The unidimensional compositional metric is cmp-score, which is
computed according to the following:
cmp-score=dist(v-rv1)+dist(v-rv2)+dist(v-rv3)+ . . .
+dist(v-rvN)
[0038] In another embodiment of the present invention, the
sequenced biological sequence fragment segregation module (210) is
adapted for segregating each sequenced biological sequence fragment
out of the plurality of sequenced biological sequence fragments in
to a plurality of groups based on respective computed
unidimensional compositional metric.
[0039] The resulting groups, each comprising one or more sequenced
biological sequence fragment(s) amongst the plurality of sequenced
biological sequence fragments, formed on the basis of respective
computed unidimensional compositional metric, are utilized in
genomic and/or metagenomic sequence analysis applications which
involve/require rapid ordering, comparison, categorization, and
annotation of each sequenced biological sequence fragment out of
the plurality of sequenced biological sequence fragments.
[0040] In an alternative embodiment of the present invention, the
computing of the unidimensional compositional metric for each
sequenced biological sequence fragment out of the plurality of
sequenced biological sequence fragments as a cumulative function of
the distance of the tetra-nucleotide frequency vector (v) from
three or more reference vectors, wherein the three or more
reference vectors are derived from a second set of reference
vectors.
[0041] The derivation of the second set of reference vectors
comprising steps of generating a 256-dimensional tetra-nucleotide
frequency vector (v) corresponding to each of a plurality of
randomly generated biological sequence fragments of a predetermined
length. Wherein, the length of the plurality of randomly generated
biological sequence fragments may be determined based on the
average length of query sequence(s) for which cmp-score needs to be
generated. The plurality of randomly generated biological sequence
fragments are derived from completely sequenced genomes. For each
of these sequence fragments, vectors representing the frequencies
of all possible tetra-nucleotides (in that sequence) are computed.

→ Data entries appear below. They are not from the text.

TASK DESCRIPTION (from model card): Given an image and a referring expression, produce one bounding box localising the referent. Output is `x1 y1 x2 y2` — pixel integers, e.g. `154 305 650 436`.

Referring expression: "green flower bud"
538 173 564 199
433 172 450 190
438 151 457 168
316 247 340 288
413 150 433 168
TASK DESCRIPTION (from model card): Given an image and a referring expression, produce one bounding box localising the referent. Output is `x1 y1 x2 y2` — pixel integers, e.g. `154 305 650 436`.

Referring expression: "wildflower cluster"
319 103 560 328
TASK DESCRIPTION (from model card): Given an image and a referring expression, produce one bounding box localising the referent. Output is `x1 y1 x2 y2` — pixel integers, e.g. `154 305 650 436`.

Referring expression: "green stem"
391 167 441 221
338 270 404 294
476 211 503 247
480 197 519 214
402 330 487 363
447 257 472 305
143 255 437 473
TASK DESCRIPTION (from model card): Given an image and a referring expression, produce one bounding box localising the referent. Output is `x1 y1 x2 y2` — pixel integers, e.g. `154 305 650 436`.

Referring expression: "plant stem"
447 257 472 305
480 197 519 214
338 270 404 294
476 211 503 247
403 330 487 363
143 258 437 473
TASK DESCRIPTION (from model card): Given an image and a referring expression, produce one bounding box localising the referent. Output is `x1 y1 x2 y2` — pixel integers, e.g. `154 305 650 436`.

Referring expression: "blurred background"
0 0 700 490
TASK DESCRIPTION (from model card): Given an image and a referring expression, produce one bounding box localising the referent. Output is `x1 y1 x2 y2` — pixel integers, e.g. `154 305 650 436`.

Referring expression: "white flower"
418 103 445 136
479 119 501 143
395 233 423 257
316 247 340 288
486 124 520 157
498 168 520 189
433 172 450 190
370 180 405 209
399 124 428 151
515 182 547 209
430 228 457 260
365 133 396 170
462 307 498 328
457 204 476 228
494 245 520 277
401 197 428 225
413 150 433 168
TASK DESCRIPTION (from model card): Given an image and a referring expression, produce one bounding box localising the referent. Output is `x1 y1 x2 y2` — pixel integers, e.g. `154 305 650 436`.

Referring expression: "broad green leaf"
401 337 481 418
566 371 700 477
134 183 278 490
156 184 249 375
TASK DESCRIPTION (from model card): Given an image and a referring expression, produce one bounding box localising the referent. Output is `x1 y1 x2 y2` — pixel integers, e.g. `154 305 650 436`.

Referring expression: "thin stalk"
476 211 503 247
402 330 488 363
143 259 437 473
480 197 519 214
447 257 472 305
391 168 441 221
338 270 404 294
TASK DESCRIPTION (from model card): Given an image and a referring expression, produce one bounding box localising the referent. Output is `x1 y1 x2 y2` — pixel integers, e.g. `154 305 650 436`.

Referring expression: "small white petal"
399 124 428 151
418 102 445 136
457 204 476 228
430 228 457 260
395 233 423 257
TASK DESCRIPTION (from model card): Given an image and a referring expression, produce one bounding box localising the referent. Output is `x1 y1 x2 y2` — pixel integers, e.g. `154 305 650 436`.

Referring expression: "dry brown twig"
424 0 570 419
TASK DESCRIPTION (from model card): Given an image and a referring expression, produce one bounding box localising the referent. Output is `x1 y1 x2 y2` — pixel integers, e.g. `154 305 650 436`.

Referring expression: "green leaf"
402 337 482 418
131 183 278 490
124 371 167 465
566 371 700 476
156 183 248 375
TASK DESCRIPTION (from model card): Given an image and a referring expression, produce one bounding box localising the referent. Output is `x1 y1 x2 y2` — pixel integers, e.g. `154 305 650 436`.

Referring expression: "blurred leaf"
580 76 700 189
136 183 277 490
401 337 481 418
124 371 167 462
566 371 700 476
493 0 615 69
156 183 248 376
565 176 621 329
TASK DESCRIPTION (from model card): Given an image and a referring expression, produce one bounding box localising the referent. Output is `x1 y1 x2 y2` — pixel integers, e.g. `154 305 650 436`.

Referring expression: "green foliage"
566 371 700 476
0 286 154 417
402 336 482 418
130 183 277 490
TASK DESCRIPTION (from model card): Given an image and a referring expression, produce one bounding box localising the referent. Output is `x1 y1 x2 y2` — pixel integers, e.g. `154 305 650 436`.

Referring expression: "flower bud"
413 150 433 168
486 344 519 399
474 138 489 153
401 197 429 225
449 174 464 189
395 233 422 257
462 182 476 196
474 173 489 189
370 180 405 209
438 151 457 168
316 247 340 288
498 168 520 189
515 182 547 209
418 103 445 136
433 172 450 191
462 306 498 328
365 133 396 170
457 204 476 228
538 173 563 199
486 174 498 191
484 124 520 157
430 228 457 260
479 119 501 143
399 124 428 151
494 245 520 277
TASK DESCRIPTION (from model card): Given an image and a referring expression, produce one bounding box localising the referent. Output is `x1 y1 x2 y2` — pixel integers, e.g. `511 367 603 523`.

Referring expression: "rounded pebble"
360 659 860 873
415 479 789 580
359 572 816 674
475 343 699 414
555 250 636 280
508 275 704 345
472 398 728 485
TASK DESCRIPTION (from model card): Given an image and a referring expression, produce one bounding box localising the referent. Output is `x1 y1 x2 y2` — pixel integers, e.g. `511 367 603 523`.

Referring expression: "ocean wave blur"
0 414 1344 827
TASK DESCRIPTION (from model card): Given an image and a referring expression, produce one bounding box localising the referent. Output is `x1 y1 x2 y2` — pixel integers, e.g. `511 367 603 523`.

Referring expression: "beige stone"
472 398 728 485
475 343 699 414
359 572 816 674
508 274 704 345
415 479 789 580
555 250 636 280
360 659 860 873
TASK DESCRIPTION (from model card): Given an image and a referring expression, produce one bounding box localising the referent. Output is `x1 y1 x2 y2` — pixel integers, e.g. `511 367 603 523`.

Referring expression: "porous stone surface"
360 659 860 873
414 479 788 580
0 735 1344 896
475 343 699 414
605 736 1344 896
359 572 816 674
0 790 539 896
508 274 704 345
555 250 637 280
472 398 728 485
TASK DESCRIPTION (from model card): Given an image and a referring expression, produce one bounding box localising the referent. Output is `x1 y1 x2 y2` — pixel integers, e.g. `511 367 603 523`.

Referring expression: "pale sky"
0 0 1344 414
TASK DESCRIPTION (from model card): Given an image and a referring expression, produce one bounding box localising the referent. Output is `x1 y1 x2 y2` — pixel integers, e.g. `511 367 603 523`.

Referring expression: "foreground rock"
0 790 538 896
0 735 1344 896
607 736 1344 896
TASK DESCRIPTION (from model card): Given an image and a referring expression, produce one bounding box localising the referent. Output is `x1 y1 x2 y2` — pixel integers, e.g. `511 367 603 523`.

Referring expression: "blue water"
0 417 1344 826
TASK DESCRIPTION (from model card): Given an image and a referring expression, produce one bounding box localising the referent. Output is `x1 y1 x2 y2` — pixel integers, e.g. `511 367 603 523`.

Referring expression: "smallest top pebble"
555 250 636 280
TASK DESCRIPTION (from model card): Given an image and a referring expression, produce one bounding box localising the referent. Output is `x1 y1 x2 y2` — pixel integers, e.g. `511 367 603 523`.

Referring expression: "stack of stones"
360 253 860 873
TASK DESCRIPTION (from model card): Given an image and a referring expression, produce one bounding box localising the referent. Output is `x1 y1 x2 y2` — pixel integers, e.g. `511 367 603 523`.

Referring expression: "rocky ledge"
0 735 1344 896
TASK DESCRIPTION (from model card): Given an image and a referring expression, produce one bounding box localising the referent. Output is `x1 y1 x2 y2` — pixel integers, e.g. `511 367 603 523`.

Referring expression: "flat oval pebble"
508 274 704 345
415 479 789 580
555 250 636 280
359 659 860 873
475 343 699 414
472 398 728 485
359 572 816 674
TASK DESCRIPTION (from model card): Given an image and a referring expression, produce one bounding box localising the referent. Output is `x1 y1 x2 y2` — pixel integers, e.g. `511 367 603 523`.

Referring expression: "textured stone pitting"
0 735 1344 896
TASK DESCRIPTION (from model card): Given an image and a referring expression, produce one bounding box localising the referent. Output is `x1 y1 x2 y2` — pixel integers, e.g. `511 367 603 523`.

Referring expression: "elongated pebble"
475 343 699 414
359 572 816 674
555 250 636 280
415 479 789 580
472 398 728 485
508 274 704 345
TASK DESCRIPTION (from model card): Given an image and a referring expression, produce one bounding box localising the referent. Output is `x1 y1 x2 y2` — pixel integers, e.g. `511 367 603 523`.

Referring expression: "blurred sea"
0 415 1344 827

The entire set of 256-dimensional tetra-nucleotide frequency
vectors are subjected to Principal Component Analysis (PCA).
Further, two vectors that lie at the extremes of the first
principal component i.e. maximally separated along PC1 (principal
component 1) are first selected. Furthermore, selection of two
vectors is repeated for PC2, PC3, . . . , PCn, such that two
discrete vectors are selected in each iteration, proceeding in the
order of PC1, PC2, PC3 . . . . PCn, for generating a second set of
reference vectors, wherein the second set of reference vectors
comprises of the discrete vector pairs arranged in the order of
their selection, i.e. in an order in which the reference vector
pairs derived from the extremes of the most significant principal
components precede reference vector pairs derived from the extremes
of relatively less significant principal components. Given that
each of the principal components are orthogonal to each other, the
reference vectors comprising the second set of reference vectors
are sufficiently separated from each other in the 256 dimensional
space.
[0042] The 256-dimensional tetra-nucleotide frequency vector (v)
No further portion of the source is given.